Thus within SUPER-IRON we plan to study a large amount of different compounds, belonging to different families (i.e. 1111, 122, 111 and 11) and also to new pnictide oxide superconductors. Samples in the form of single crystals, polycrystals, thin films, tapes and wires will be produced using different synthesis methods. The samples will be characterized by a large variety of techniques. The superconducting properties will be tuned by precisely controlled chemical substitutions, as well as by introducing a controlled amount of disorder through irradiation. The superconducting properties will be investigated in ideal systems (single crystals and epitaxial thin films) also under high magnetic field and/or pressure and compared with results on polycrystals.
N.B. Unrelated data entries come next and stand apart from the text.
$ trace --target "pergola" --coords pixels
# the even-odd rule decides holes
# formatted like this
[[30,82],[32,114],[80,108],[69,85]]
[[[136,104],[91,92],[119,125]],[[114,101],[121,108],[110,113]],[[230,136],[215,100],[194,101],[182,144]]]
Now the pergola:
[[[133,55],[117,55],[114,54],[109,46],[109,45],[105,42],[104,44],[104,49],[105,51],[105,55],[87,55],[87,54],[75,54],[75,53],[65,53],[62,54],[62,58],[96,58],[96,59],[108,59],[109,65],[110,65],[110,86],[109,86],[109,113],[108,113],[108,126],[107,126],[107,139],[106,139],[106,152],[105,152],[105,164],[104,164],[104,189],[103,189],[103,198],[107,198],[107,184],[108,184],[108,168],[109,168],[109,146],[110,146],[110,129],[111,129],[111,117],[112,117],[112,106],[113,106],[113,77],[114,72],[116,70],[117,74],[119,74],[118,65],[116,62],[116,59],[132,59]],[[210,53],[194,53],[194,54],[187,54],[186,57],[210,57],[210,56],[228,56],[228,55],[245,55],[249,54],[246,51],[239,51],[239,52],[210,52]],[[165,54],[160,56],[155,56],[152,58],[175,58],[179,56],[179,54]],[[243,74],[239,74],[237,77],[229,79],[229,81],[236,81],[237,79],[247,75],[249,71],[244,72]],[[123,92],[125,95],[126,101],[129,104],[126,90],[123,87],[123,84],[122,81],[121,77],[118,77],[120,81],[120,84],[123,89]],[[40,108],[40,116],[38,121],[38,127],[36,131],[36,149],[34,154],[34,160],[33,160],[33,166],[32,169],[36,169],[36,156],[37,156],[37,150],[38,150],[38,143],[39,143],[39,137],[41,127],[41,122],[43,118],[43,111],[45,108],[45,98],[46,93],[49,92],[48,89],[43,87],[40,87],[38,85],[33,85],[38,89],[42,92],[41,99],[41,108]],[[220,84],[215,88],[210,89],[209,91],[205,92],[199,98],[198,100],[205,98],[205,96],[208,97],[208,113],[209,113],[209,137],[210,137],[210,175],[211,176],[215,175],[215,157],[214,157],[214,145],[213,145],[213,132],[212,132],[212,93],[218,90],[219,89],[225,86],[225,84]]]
A crucial issue to determine the power application potential is the ultimate limitation of the critical current related to the effect of grain boundaries. In order to find out whether pnictide GBs are really as strong current blockers as they are in HTSC, within this project clean GBs will be realized by growing thin films on bi-crystal substrates or by cutting single crystals by Focused Ion Beam (FIB). Spatial mapping of the local dissipation will be realized by a number of sophisticated techniques (scanning SQUID microscopy, scanning Hall probe microscopy, low temperature laser scanning microscopy), allowing direct investigations of the intrinsic limitations for the critical current.
This wide variety of experimental activities will be supported by intensive theoretical work including ab-initio calculations and theoretical modelling, with the aim of providing a positive feedback between theory and experiment. Phenomenological models will give information on the effect of impurities on superconducting properties, current flow, vortex dynamics and pinning properties. Ab-initio modelling of the electronic structure will allow a better understanding of the actual role of substitutions in these complex compounds and will provide input parameters for multiband analyses of superconducting and normal state properties. Furthermore, ab-initio calculations will be employed to understand and predict modifications of the electronic and magnetic properties at the interfaces, so as to provide the basis for the development of theoretical models for the suppression of superconductivity at the GBs.
The main objectives that we plan to achieve within this project can be summarized as follows:
- developing preparation methods of single crystals, thin films, and polycrystals;
- qualifying the ultimate potential of FeSCs for power applications, after optimization of sample quality and GB properties;
- comparing this potential with that of already existing superconductors (HTSC, MgB2, Nb based superconductors).